Ne consegue, per un verso, che correttamente il tribunale ha fatto riferimento alla disciplina del compenso spettante al curatore fallimentare, del resto avallata dal rinvio che il citato D.Lgs. n. 270 del 1999, art. 15, opera alla L.Fall., art. 39, ma che, per altro verso, ha sbagliato nel riferirsi al parametro del passivo anzichè a quello dell’attivo.

Sennonchè il ricorso vorrebbe cumulare i due parametri e non chiarisce se, invece, la sostituzione di quello del passivo con quello dell’attivo porterebbe ad un esito più favorevole per i ricorrenti.

Il quarto motivo lamenta che il tribunale abbia considerato compresa nella liquidazione del compenso anche il 5% delle spese generali che, in base al decreto sulla liquidazione del compenso del curatore fallimentare, spetterebbe in via forfettaria.

La censura è infondata perchè il tribunale non ha inteso fare applicazione diretta o analogica del decreto sui compensi del curatore, quanto piuttosto utilizzarne alcune parti come parametro di una liquidazione operata in via equitativa stante la mancanza di una norma di riferimento; se così è, l’aver ricompreso il 5% per rimborso forfettario delle spese generali nel computo equitativo non appare censurabile.

Il quinto motivo lamenta omessa pronuncia sulle seguenti richieste: a) maggiorazione del compenso base per la pluralità dei commissari, b) maggiorazione del compenso per continuità dell’attività d’impresa, c) riconoscimento del trattamento di missione dovuto agli impiegati dello Stato. Anche l’ultimo motivo è infondato.
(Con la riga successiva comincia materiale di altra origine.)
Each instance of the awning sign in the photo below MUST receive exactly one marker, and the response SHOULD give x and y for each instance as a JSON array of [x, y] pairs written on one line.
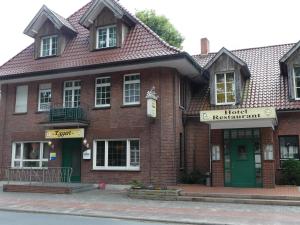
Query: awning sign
[[238, 114], [64, 133]]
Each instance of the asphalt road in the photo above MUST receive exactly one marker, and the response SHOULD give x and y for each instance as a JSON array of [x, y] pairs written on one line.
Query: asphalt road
[[16, 218]]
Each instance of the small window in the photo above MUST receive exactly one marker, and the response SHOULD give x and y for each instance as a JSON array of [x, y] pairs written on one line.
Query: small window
[[225, 88], [30, 154], [102, 92], [131, 89], [106, 37], [21, 99], [297, 82], [72, 93], [117, 154], [49, 46], [44, 97], [289, 148]]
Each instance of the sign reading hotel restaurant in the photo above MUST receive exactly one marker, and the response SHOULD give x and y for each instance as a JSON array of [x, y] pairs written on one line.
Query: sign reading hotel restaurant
[[238, 114], [64, 133]]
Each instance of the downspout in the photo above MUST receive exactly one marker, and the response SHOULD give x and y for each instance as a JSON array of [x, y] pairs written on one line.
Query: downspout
[[210, 155]]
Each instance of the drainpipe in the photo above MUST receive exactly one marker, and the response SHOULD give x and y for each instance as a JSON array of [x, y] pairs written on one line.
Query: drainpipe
[[210, 155]]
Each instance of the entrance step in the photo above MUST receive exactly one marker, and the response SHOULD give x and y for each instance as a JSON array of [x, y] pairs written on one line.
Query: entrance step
[[241, 198]]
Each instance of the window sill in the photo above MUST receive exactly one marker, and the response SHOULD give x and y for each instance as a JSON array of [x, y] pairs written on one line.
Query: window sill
[[101, 107], [131, 105], [103, 49], [19, 114], [118, 169]]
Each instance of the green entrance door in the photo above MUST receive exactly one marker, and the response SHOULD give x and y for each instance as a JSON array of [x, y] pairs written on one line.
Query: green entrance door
[[71, 157], [242, 163]]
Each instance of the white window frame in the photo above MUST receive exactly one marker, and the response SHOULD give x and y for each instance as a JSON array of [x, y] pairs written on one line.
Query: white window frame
[[44, 88], [102, 85], [128, 167], [21, 160], [50, 45], [294, 80], [107, 36], [73, 88], [234, 85], [18, 99], [131, 82]]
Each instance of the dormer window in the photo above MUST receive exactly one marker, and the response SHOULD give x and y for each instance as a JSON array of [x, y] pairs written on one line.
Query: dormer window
[[49, 46], [225, 88], [106, 37], [297, 82]]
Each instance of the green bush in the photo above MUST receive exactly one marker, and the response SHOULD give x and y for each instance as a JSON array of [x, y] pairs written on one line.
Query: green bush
[[291, 172], [195, 177]]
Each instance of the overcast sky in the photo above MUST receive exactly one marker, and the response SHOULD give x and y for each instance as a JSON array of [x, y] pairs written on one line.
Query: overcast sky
[[233, 24]]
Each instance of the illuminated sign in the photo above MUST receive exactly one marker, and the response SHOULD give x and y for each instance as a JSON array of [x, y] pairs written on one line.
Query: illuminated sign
[[238, 114], [64, 133]]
Quanto al profilo sub c), perchè – come già rilevato nel precedente innanzi richiamato, cui si intende assicurare continuità – nel caso di specie, essendosi già fatta applicazione, in via analogica, del D.M. n. 570 del 1992, solo con riferimento ai valori dell’attivo (art. 1), non può darsi applicazione anche della regola relativa al rimborso delle spese di cui allo stesso D.M. n. 570, art. 4, mentre il trattamento di missione è previsto dal D.M. 4 dicembre 2007, inapplicabile ai commissari giudiziali in quanto riferito solo ai commissari liquidatori.

Quanto al profilo sub b), la censura è infondata avendo il tribunale equitativamente tenuto conto, sia pure all’interno di un calcolo in generale viziato da errore nell’assunzione del passivo come parametro di riferimento, anche dell’attività di gestione dell’impresa, nè potendosi ora valutare a quali esiti si sarebbe pervenuti adottando correttamente il parametro dell’attivo.

Infine, quanto al profilo sub a), si tratta di censura infondata perchè fa riferimento a quanto previsto dal D.M. 4 dicembre 2007, per i commissari liquidatori e la specificità della previsione normativa ne impedisce l’applicazione analogica ad organi che svolgono una diversa attività.

Conclusivamente, il ricorso deve essere respinto senza che occorra provvedere sulle spese di questa fase, non avendo l’intimata procedura svolto difese, in questa.

PQM

Rigetta il ricorso.

Così deciso in Roma, nella Camera di Consiglio, il 30 maggio 2016.